Nomura expects inflation to average 4.8 per cent in FY24, lower than RBI’s projection of 5.2 per cent.
“Our analysis places May CPI inflation tracking around 4 per cent, which suggests the Q2 2023 average is likely to undershoot the RBI’s forecast of 5.1 per cent by as much as 60bp. We expect inflation to average 4.8 per cent in FY24, lower than RBI’s projection of 5.2%. We also have a materially divergent growth view and expect GDP growth at 5.3 per cent in FY24 compared to the RBI’s forecast of 6.5 per cent. We believe a macro regime shift is underway from high growth-high inflation to low growth-low inflation, which is likely to cause the RBI to pause in the near term, and shift to rate cuts from October onwards. We continue to project 75bps rate cuts cumulatively in H2 FY24,” Nomura said in a report.
Price data for the first 11 days of April suggest that despite reports of heatwaves and unseasonal rainfall, cereal prices remain relatively well-behaved on an MoM basis. Nomura’s truncated vegetable tracker comprising tomatoes, potatoes, and onions has picked up to 1.8% MoM in April – the first expansion in the past six months, and indicative of rising vegetable prices as the summer months roll in.

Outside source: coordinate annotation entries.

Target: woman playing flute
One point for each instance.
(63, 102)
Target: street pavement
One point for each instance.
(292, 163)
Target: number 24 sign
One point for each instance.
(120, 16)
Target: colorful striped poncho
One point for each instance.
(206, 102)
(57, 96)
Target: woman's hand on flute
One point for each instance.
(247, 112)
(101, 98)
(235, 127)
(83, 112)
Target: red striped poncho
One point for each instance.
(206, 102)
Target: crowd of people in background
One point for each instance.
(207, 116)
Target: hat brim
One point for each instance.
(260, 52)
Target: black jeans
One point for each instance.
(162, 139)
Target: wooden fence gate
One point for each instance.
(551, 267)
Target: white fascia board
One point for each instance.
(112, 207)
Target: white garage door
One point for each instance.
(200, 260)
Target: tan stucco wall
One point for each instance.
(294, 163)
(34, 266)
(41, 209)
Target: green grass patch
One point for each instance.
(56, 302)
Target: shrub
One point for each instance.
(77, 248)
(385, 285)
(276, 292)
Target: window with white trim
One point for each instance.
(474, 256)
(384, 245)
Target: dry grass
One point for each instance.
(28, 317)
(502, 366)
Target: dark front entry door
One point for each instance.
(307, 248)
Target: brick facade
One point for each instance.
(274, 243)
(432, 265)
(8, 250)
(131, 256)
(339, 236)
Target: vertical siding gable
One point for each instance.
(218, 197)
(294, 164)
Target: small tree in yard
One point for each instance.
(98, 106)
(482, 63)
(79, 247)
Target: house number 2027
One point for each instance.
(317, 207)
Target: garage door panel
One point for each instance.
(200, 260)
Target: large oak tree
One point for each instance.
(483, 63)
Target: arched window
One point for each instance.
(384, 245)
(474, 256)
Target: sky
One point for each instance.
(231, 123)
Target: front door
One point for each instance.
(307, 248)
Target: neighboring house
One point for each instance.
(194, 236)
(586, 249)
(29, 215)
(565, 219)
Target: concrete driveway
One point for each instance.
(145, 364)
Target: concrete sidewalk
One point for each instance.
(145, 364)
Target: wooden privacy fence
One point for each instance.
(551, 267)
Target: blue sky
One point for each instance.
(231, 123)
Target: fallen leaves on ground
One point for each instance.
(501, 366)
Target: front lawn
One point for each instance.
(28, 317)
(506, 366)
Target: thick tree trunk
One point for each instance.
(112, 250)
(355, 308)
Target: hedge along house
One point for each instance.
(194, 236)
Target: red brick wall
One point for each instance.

“We also see an increase in MoM prices in our trackers for sugar, milk, eggs, and pulses, while prices of vegetable oils and tea are tracking lower. Outside the food basket, petrol and LPG prices remain unchanged from last month. Gold prices (linked to personal care CPI) continue to escalate, and cotton prices (linked to clothing CPI) have come off. On balance, a combination of base effects and easing momentum suggests that headline inflation is tracking lower at ~4% levels in May, with core inflation at around 5 per cent,” Nomura said.